Configures the security properties of the proof scheme, including the security definition, hardness assumption, and security model.

Args:

secDef: Security definition, must be one of: ‘HVZK’, ‘ZK’, ‘NIZK’, ‘SIM’.: Defines the zero-knowledge security level of the scheme.
assumption: The computational hardness assumption (e.g., ‘DL’, ‘DDH’).: Should be a string representing the underlying assumption.
messageSpace: Description of the valid message/statement space.: Can be a type or list of types.
secModel: Security model, typically ‘SM’ (standard), ‘ROM’ (random oracle),: or ‘CRS’ (common reference string).

**kwargs: Additional scheme-specific properties.

Returns:

bool: True if properties were set successfully.

Raises:

AssertionError: If secDef is not a valid security definition.

setup(group)[source]¶

Initialize the proof system with group parameters.

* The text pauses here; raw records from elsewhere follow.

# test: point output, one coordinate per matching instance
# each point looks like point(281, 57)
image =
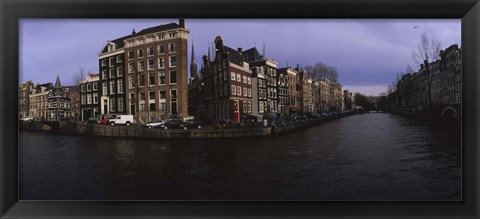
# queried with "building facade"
point(24, 91)
point(111, 82)
point(89, 97)
point(39, 101)
point(59, 107)
point(157, 72)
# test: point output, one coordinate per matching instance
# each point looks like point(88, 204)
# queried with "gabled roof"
point(251, 55)
point(159, 28)
point(48, 85)
point(235, 56)
point(119, 41)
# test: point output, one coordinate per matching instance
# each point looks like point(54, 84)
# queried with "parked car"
point(103, 121)
point(192, 124)
point(93, 120)
point(122, 120)
point(26, 119)
point(173, 124)
point(155, 124)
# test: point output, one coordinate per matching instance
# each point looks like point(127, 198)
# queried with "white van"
point(121, 120)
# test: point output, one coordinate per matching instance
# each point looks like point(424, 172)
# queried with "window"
point(140, 66)
point(173, 101)
point(130, 68)
point(112, 87)
point(120, 104)
point(112, 104)
point(119, 71)
point(161, 49)
point(151, 64)
point(151, 79)
point(173, 61)
point(163, 100)
point(150, 51)
point(95, 98)
point(173, 77)
point(131, 80)
point(104, 74)
point(120, 86)
point(152, 106)
point(161, 63)
point(161, 76)
point(119, 58)
point(151, 100)
point(111, 73)
point(171, 47)
point(141, 80)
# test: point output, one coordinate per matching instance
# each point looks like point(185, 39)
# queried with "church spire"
point(193, 65)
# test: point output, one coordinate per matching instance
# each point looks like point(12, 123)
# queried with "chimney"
point(181, 22)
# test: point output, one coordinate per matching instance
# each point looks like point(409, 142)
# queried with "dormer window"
point(111, 47)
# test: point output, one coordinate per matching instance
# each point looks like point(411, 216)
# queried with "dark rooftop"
point(235, 56)
point(251, 55)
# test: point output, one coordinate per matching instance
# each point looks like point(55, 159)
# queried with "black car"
point(173, 124)
point(92, 120)
point(192, 124)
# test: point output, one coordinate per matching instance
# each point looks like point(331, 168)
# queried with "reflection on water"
point(362, 157)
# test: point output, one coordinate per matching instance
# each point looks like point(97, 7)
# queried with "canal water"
point(374, 156)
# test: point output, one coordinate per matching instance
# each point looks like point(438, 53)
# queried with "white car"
point(27, 119)
point(156, 123)
point(122, 120)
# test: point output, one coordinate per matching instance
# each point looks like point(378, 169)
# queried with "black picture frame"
point(11, 11)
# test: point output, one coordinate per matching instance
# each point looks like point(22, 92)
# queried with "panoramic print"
point(240, 109)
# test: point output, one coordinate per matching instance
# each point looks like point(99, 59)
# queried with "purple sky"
point(367, 53)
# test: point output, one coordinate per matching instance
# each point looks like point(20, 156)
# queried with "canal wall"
point(142, 132)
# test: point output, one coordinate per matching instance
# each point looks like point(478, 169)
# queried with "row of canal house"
point(236, 85)
point(445, 83)
point(143, 74)
point(47, 102)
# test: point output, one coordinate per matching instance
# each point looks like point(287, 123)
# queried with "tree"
point(321, 71)
point(428, 51)
point(78, 76)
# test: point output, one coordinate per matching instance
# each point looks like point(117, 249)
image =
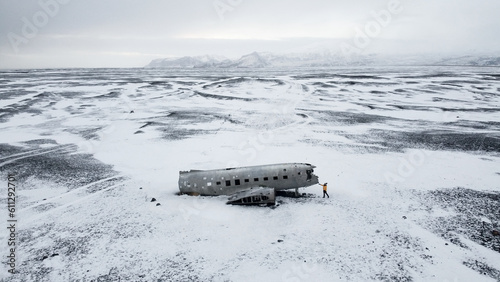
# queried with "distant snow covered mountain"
point(319, 59)
point(189, 62)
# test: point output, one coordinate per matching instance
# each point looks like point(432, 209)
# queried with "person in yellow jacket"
point(324, 189)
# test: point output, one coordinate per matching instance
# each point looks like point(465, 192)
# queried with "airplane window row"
point(256, 179)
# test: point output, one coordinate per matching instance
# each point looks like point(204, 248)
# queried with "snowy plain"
point(411, 156)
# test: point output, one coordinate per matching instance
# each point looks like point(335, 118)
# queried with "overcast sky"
point(127, 33)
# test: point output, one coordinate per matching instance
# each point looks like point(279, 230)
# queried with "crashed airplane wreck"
point(253, 185)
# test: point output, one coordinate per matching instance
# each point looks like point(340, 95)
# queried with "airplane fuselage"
point(232, 180)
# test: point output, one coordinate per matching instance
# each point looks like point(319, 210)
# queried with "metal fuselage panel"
point(231, 180)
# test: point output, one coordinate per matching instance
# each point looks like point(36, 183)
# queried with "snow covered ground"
point(411, 156)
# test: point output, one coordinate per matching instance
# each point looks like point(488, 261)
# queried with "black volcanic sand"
point(58, 164)
point(475, 216)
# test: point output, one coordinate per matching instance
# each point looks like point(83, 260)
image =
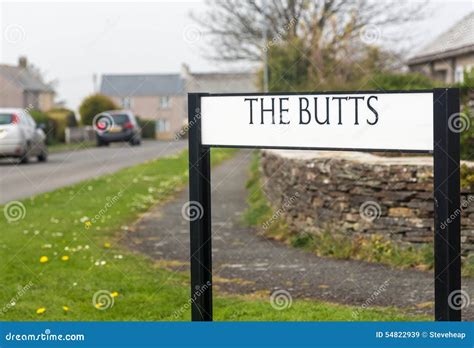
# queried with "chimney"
point(22, 62)
point(185, 71)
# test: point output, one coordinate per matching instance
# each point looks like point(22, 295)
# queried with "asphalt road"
point(19, 181)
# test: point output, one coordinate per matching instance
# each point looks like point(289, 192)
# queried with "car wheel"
point(102, 143)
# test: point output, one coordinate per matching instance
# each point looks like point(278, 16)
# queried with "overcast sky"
point(70, 41)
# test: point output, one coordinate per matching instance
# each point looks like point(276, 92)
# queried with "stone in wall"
point(359, 194)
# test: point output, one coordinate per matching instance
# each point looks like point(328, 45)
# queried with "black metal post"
point(200, 221)
point(447, 237)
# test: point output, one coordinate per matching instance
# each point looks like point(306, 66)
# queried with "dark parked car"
point(117, 126)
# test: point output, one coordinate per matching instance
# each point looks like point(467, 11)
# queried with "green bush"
point(397, 81)
point(467, 178)
point(93, 105)
point(50, 125)
point(148, 128)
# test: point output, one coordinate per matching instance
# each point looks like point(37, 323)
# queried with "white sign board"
point(369, 121)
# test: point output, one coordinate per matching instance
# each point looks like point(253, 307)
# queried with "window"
point(126, 103)
point(164, 102)
point(459, 74)
point(162, 126)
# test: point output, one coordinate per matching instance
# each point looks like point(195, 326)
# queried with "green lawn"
point(67, 248)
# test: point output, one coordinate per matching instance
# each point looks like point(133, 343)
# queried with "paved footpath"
point(245, 262)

This method should initialize any scheme-specific parameters needed for proof generation and verification.

Args:

group: The algebraic group to use for the proof system.: Typically a pairing group or integer group from Charm.

Returns:

Implementation-specific setup parameters (e.g., public parameters).

Raises:

NotImplementedError: Must be implemented by subclasses.

verify(statement, proof)[source]¶

Verify a zero-knowledge proof.

Checks whether the given proof is valid for the statement, confirming that the prover knows a valid witness.

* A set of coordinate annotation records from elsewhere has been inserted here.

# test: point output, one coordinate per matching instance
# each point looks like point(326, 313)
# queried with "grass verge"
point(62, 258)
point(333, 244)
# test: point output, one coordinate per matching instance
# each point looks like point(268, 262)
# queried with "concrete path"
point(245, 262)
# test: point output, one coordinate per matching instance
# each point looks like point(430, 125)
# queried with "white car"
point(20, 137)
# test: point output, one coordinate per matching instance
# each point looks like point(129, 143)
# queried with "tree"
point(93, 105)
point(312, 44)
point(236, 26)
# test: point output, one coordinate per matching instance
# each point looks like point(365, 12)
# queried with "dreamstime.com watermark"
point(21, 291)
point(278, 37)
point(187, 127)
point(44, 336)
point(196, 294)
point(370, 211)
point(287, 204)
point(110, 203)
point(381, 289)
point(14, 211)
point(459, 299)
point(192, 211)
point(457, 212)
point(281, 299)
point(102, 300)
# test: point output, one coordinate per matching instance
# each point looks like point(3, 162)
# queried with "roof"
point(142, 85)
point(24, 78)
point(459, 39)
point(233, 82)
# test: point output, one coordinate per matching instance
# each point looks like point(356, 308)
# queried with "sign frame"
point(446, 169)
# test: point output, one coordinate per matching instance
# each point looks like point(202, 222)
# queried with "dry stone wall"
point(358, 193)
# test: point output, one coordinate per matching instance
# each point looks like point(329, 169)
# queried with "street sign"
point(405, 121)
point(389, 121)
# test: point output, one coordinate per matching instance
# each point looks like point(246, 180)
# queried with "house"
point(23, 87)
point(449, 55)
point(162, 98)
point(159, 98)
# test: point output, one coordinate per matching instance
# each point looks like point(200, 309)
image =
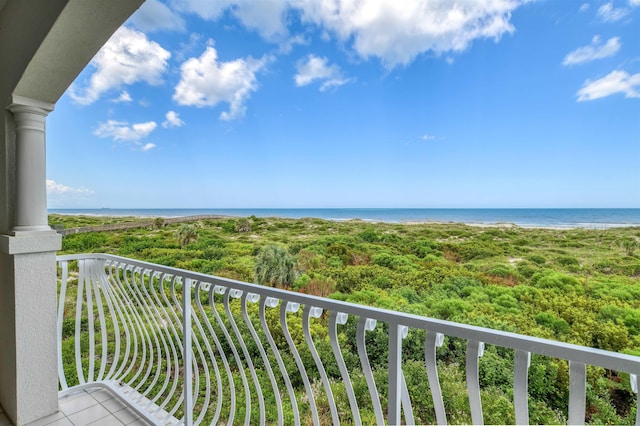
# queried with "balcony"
point(186, 348)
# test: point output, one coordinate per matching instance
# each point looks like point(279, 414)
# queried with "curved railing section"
point(189, 348)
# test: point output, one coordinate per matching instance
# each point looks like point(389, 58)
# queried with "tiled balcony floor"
point(95, 407)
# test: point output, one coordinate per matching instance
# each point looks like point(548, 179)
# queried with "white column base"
point(28, 303)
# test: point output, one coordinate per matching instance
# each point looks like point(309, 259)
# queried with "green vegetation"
point(579, 286)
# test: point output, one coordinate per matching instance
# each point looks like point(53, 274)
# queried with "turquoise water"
point(554, 218)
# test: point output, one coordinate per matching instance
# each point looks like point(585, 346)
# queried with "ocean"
point(545, 218)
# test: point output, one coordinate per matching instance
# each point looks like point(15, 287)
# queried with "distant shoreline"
point(558, 219)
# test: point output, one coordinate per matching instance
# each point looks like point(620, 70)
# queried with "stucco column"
point(28, 291)
point(31, 187)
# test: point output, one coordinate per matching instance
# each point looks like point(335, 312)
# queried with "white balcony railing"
point(236, 349)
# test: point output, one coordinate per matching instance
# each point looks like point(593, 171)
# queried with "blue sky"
point(361, 103)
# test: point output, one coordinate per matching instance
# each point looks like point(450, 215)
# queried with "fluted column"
point(30, 186)
point(28, 299)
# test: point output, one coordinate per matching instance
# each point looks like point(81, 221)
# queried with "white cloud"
point(596, 50)
point(397, 31)
point(172, 120)
point(127, 58)
point(206, 81)
point(268, 18)
point(612, 83)
point(54, 188)
point(315, 68)
point(608, 13)
point(393, 31)
point(156, 16)
point(122, 131)
point(123, 98)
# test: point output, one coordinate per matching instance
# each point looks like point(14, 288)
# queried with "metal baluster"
point(186, 351)
point(313, 312)
point(79, 298)
point(236, 294)
point(272, 303)
point(577, 392)
point(165, 335)
point(293, 307)
point(364, 325)
point(225, 291)
point(407, 408)
point(336, 318)
point(522, 361)
point(395, 373)
point(635, 386)
point(207, 287)
point(253, 298)
point(105, 286)
point(475, 350)
point(433, 341)
point(64, 266)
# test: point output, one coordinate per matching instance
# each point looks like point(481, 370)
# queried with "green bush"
point(274, 266)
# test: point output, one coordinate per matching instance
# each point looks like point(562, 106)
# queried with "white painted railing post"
point(186, 351)
point(395, 374)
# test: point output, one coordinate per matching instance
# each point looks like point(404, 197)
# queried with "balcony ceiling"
point(45, 45)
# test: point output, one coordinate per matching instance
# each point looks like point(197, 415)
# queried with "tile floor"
point(95, 407)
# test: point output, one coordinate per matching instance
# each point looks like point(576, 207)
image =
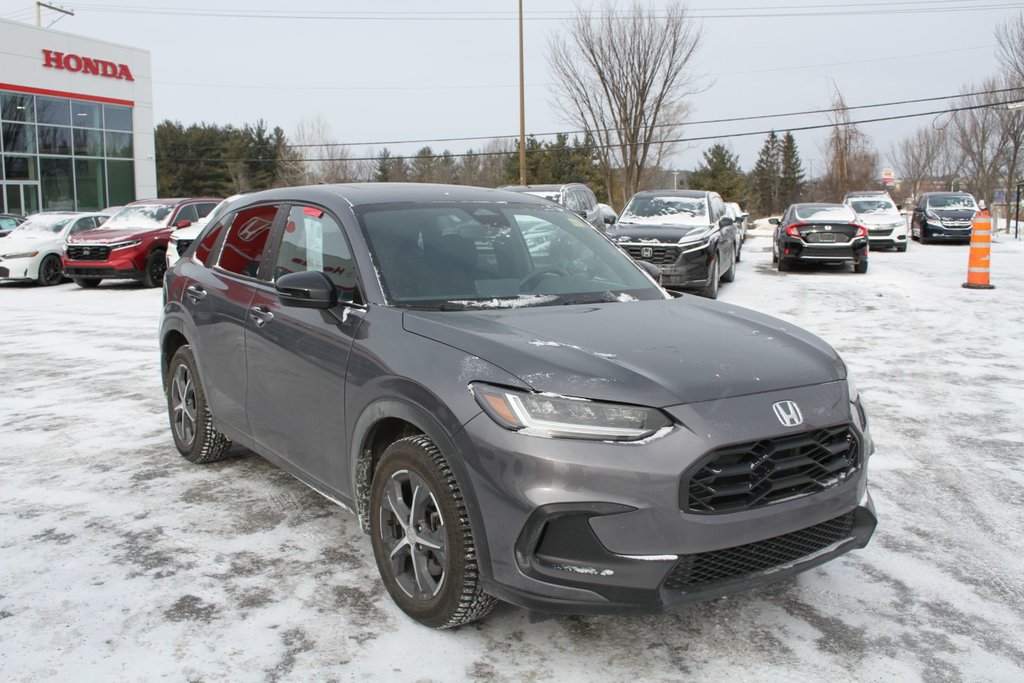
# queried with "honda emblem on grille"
point(787, 413)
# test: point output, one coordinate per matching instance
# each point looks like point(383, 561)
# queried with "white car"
point(32, 251)
point(877, 211)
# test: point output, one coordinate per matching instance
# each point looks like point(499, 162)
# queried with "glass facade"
point(64, 154)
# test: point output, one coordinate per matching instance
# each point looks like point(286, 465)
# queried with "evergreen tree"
point(720, 172)
point(765, 177)
point(791, 182)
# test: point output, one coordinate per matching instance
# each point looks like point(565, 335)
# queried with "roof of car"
point(393, 193)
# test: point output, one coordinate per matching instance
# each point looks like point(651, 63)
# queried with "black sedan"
point(819, 233)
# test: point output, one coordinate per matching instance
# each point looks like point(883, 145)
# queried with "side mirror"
point(307, 289)
point(651, 270)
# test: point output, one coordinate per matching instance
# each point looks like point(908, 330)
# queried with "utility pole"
point(39, 12)
point(522, 109)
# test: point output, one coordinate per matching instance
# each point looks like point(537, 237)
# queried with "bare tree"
point(624, 78)
point(980, 135)
point(851, 162)
point(920, 156)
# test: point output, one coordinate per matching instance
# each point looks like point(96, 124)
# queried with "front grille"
point(759, 473)
point(659, 255)
point(731, 563)
point(88, 253)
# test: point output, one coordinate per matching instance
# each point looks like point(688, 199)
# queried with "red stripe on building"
point(70, 95)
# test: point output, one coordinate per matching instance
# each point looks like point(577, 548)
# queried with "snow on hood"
point(646, 352)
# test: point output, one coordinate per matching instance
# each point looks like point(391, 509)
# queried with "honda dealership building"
point(77, 122)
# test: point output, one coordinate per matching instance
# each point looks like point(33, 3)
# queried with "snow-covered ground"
point(121, 561)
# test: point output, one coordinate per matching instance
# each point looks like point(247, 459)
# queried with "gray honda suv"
point(512, 407)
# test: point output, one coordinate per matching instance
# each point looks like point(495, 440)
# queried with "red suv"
point(131, 245)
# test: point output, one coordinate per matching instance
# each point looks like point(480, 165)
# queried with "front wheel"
point(192, 423)
point(49, 271)
point(422, 539)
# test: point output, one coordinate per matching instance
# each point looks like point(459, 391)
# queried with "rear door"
point(297, 357)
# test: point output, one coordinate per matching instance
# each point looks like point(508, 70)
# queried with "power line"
point(952, 110)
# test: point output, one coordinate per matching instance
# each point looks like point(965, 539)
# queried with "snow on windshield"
point(143, 215)
point(952, 203)
point(43, 223)
point(825, 212)
point(873, 206)
point(666, 210)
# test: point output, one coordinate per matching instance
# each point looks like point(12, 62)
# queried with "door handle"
point(260, 315)
point(195, 293)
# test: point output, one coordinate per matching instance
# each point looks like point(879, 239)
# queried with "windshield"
point(825, 212)
point(463, 256)
point(873, 206)
point(42, 223)
point(666, 210)
point(139, 216)
point(952, 203)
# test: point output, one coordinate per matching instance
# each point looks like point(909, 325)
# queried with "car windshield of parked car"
point(42, 223)
point(666, 210)
point(476, 255)
point(952, 203)
point(873, 206)
point(824, 212)
point(142, 215)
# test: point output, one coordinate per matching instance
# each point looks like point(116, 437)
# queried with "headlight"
point(563, 417)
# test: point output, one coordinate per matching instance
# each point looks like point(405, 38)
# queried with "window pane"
point(54, 140)
point(88, 143)
point(85, 115)
point(16, 108)
point(120, 182)
point(119, 144)
point(117, 118)
point(245, 244)
point(19, 168)
point(313, 241)
point(51, 110)
point(55, 181)
point(18, 137)
point(89, 184)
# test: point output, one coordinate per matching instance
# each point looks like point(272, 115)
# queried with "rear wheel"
point(192, 424)
point(422, 538)
point(49, 271)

Args:: statement: The public statement that was proven. proof: The Proof object to verify.
Returns:: bool: True if the proof is valid, False otherwise.
Raises:: NotImplementedError: Must be implemented by subclasses. ZKValidationError: If statement or proof format is invalid. ZKProofVerificationError: If verification fails due to invalid proof.

exception ZKProof.ZKProofError[source]¶

Bases: Exception

Base exception for the ZKP module.

All ZKP-related exceptions inherit from this class, allowing for broad exception catching when needed.

exception ZKProof.ZKProofVerificationError[source]¶

Bases: ZKProofError

Proof verification failed.

Raised when a zero-knowledge proof fails verification, indicating either an invalid proof or mismatched statement.

exception ZKProof.ZKValidationError[source]¶

Bases: ZKProofError

Error validating inputs.

Raised when inputs to ZKP operations fail validation, such as invalid group elements or malformed witnesses.